As hinted earlier, complementing mechanistic modelling approaches, we can also utilise knowledge- and data-driven approaches (Geerts et al., 2017a; Li et al., 2009). Compared to mechanistic models, non-mechanistic, data-driven computational models can forge relationships among the input and output datasets, without taking into account the underpinning biological processes (Zhang et al., 2018). These methods largely use probabilistic or statistical methods, including machine learning approaches, to solve complex problems, and a key advantage is that they could work well with highly heterogeneous datasets (Ding et al., 2018). Knowledge-driven approaches make use of available literature, clinical/medical records, and online resources to mine relevant information (Younesi and Hofmann-Apitius, 2013). Usually, these models operate in conjunction with data-driven models and can feed to other types of models (e.g., mechanistic), for example, to identify correlation or (probabilistic) causality for a better understanding of the relationship among the system's components (e.g., proteins, enzymes) present in the intracellular signalling network (Younesi and Hofmann-Apitius, 2013).

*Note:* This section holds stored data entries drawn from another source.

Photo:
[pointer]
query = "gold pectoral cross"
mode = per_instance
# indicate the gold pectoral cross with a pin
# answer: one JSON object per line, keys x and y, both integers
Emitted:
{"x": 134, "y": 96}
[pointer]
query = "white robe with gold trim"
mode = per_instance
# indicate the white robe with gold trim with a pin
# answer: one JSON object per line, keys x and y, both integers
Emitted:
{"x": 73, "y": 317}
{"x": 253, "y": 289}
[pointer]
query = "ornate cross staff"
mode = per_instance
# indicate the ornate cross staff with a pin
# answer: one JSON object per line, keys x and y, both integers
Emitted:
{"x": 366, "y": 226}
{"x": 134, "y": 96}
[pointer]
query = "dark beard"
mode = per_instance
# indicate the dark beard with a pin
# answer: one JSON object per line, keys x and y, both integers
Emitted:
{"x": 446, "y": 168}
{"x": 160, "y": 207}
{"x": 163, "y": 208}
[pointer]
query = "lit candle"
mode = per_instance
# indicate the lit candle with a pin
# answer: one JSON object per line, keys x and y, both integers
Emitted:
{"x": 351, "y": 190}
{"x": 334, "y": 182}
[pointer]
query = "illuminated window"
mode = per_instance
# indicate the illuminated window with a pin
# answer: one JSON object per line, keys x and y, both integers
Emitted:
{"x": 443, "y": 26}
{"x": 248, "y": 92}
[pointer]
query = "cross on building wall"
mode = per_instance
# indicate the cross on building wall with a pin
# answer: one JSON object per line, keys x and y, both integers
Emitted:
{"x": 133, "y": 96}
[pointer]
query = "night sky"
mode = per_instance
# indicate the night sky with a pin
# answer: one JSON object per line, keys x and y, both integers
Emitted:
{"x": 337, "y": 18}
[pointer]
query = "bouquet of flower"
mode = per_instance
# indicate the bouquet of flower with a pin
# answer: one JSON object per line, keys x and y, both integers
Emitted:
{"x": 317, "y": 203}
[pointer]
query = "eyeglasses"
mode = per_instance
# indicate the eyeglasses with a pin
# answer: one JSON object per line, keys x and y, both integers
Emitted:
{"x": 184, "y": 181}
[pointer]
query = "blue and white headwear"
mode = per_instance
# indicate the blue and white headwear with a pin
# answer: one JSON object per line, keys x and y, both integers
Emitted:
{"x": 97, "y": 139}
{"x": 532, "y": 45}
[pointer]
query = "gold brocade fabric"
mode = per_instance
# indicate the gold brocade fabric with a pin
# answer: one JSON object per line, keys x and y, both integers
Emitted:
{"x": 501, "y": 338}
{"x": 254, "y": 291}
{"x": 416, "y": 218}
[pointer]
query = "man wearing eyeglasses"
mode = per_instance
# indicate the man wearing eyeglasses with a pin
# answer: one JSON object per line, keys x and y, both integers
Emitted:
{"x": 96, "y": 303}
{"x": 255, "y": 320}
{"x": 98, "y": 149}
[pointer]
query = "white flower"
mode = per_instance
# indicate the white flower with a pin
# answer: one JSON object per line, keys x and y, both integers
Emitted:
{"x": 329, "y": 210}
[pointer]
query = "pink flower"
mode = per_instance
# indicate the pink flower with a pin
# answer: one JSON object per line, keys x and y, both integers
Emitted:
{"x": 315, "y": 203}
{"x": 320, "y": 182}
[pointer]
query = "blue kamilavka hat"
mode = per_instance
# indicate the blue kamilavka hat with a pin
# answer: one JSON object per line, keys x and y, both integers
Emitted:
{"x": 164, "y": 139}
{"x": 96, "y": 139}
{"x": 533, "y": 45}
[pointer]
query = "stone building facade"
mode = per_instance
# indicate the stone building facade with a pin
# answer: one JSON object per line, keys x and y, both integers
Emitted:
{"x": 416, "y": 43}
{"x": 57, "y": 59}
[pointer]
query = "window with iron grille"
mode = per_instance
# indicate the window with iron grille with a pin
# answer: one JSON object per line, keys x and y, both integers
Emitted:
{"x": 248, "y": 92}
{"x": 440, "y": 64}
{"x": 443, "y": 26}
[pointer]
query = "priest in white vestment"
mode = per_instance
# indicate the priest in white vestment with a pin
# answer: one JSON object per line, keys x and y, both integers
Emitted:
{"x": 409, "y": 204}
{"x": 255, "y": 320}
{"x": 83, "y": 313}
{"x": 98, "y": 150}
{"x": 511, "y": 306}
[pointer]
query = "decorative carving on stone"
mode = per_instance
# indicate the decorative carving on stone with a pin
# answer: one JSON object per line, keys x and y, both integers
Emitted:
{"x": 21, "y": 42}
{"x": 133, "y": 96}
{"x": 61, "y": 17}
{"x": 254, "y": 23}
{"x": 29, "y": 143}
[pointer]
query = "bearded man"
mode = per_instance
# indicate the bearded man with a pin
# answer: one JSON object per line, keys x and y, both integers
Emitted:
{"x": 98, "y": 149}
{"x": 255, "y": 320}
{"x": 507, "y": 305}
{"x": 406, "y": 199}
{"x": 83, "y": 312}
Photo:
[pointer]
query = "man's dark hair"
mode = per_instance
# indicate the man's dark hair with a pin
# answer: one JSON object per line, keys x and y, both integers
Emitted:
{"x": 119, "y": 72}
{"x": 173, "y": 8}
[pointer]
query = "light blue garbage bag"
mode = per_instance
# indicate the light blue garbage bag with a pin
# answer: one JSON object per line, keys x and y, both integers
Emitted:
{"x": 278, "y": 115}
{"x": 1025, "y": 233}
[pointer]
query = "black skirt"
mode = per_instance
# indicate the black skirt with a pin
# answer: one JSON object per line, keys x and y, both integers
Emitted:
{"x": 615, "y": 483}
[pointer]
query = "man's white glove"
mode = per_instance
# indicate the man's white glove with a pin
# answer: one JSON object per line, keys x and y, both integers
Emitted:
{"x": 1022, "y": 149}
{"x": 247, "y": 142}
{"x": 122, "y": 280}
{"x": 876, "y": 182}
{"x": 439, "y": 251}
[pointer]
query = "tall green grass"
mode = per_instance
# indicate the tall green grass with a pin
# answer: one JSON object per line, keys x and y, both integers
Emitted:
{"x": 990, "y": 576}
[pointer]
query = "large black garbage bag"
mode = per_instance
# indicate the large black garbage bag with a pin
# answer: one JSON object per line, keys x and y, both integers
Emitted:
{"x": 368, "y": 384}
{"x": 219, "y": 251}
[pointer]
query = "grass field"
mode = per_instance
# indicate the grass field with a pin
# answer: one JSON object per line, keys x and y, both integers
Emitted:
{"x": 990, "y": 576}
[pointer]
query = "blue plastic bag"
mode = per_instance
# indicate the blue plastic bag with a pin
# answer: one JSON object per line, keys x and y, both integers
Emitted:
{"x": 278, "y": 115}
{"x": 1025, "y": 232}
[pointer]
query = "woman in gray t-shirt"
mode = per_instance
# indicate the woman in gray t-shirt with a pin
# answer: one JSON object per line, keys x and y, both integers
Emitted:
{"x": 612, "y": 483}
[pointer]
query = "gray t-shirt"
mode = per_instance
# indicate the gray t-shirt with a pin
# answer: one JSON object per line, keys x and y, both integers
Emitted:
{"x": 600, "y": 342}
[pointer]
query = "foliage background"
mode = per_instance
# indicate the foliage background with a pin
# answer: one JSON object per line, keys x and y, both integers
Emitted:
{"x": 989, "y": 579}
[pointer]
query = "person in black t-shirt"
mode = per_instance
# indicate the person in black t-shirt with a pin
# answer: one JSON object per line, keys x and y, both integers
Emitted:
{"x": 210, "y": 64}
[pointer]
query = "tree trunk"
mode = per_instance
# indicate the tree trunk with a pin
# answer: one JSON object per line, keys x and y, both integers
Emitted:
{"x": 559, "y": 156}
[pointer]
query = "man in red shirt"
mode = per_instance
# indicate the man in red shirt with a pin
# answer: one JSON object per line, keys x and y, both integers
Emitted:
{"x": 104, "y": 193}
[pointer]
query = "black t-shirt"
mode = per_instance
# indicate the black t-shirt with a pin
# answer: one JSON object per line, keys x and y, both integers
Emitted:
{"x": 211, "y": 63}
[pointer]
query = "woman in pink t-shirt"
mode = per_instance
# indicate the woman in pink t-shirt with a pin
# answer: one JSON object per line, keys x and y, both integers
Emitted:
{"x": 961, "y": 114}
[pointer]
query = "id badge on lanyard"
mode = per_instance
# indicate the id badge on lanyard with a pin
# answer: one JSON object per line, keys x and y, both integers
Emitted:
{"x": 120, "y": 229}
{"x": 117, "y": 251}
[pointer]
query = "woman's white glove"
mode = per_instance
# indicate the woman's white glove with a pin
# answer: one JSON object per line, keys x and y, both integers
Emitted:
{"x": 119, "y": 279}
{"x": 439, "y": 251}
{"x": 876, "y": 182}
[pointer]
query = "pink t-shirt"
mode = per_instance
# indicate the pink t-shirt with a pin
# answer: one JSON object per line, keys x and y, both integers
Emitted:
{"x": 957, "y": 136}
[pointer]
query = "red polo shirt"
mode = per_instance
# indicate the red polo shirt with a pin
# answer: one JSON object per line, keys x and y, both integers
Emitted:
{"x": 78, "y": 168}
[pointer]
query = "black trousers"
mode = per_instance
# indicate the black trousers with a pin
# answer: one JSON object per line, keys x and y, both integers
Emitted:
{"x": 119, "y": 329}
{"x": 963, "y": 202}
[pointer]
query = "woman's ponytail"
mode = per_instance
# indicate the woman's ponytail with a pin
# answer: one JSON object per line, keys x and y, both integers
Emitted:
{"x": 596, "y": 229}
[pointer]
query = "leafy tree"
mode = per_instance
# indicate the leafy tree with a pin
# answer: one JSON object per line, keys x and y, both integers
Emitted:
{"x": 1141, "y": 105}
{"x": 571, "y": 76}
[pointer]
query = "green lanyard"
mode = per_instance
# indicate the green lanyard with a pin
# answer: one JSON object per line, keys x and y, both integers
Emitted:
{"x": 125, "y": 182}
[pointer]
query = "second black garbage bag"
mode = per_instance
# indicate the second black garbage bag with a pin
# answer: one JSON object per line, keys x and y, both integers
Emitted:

These types of models are highly relevant and can be used in conjunction with mechanistic models to understand disease mechanism(s) and potential novel therapeutic approaches. For instance, with such models, we could explore how drug(s) can activate 5-HTR mediated signalling pathways which involve GSK-3 protein kinase and regulates Aβ and tau. Not surprisingly, interaction and parameter values of these pathways may be different for different brain regions. Practically, it is impossible to estimate the activity of these signalling pathways for all brain regions. Thus, there remains considerable opportunity for computational studies to estimate the activities of key proteins for different brain areas and link outcomes with properties that can be mechanistically modelled e.g. synaptic currents. These modelling features can then be a key ingredient to study how changes in signalling pathways can affect the function of neural networks via current modulation which in turn could affect cognitive (dys)function (Cano-Colino et al., 2013; Eckhoff et al., 2009).To achieve this, it is of utmost importance that experimentalists and computational modellers work together more synergistically.